In October 2007, the first case of EHD in New York was confirmed by the National Veterinary Services Laboratory in Ames, Iowa and the Southeast Cooperative Wildlife Disease Study Group. Several deer carcasses from parts of Albany and Rensselaer Counties were submitted to the DEC Wildlife Pathology Unit for examination and tissue analysis. In November, Niagara County was added to the confirmed list. A combination of case history, characteristic signs and lesions, and the isolation of the virus is necessary for a diagnosis of the disease. Typically, the virus deteriorates in about twenty four hours after death and cannot be spread from deer carcasses. Presently, there are no wildlife management tools or strategies to prevent or control EHD.

The virus is transmitted from animal to animal by bites of infected midges (Culicoides), commonly referred to as "no-see-ums" or "gnats". All documented outbreaks of EHD tend to occur during late summer and early fall due to an increase in midge numbers and cease with the onset of a hard frost killing the virus carrying midges and virus. Outbreaks can range from a few mild cases to high deer mortality.
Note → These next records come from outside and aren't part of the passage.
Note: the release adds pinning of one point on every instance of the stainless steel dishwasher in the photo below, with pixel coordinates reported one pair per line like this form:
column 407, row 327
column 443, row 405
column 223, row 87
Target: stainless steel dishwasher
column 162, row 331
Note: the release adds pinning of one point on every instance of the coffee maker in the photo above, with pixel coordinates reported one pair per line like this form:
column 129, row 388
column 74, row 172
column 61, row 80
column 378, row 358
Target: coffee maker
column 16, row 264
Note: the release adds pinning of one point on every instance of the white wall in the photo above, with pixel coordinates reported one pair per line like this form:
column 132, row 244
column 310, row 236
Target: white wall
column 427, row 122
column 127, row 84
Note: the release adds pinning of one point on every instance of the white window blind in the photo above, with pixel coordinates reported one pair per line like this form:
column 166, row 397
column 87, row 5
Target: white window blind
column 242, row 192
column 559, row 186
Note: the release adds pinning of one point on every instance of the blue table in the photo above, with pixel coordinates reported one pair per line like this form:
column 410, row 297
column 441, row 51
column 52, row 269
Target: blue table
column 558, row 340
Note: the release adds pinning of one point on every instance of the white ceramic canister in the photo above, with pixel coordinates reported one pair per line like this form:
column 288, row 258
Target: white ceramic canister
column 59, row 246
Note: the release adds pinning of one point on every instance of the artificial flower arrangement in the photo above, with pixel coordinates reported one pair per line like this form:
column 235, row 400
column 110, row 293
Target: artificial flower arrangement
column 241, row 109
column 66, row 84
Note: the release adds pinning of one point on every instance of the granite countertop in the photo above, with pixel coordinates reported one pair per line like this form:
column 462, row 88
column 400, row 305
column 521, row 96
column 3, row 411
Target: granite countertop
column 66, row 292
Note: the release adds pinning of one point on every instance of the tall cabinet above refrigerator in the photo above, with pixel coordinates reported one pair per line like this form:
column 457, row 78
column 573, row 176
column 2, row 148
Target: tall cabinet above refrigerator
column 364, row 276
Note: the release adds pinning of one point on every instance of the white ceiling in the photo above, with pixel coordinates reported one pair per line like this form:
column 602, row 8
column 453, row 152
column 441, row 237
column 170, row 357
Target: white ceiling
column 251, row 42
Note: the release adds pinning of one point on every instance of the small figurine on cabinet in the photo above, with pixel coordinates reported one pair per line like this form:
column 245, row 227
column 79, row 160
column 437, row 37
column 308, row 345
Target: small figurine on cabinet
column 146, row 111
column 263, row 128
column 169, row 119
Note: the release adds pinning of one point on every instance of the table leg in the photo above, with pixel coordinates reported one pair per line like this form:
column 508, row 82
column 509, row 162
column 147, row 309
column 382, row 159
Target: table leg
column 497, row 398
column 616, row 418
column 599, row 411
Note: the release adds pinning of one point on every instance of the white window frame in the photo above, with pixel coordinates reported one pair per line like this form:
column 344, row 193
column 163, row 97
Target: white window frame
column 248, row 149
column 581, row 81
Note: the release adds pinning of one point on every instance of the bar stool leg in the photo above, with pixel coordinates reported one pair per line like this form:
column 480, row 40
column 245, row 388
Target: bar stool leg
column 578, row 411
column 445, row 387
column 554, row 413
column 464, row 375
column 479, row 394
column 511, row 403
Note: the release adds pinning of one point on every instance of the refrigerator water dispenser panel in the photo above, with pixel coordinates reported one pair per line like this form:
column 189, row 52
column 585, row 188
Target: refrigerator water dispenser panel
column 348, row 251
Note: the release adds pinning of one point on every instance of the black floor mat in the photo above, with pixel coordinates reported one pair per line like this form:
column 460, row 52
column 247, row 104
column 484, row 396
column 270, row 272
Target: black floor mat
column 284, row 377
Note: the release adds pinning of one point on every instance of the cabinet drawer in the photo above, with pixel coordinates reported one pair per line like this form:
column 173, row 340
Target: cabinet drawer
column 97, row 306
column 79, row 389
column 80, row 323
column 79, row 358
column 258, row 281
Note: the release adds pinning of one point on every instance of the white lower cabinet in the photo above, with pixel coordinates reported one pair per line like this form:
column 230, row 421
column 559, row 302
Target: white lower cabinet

There are several different forms of EHD, but usually in a new outbreak, the very rapid form occurs and kills the animal within one to three days of infection. There are several symptoms of EHD, all of which are not necessarily present in all infected deer. They include: swollen head, neck, tongue or eyelids with a bloody discharge from the nasal cavity; erosion of the dental pad or ulcers on the tongue; and hemorrhaging of the heart, lungs causing respiratory distress. Additionally, the virus creates high feverish conditions leading infected deer to sometimes be found near water sources. For more detailed information about EHD, visit the Southeastern Cooperative Wildlife Disease Study website in the right column of this page.

EHD does not infect humans and people are not at risk by handling infected deer, eating venison from infected deer, or being bitten by infected midges. It rarely causes illness in domestic animals, such as cattle, sheep, goats, horses, dogs and cats. As always, hunters should observe normal precautions around any sick or strange-acting animals. Wearing gloves when field dressing game and washing their knife is recommended. Hunters should also wash any part of their body exposed to animal tissue, blood or urine. Simply use hot water and soap. Sick or groups of dead deer should be promptly reported to the nearest DEC regional wildlife office or the DEC Pathology Unit in Delmar.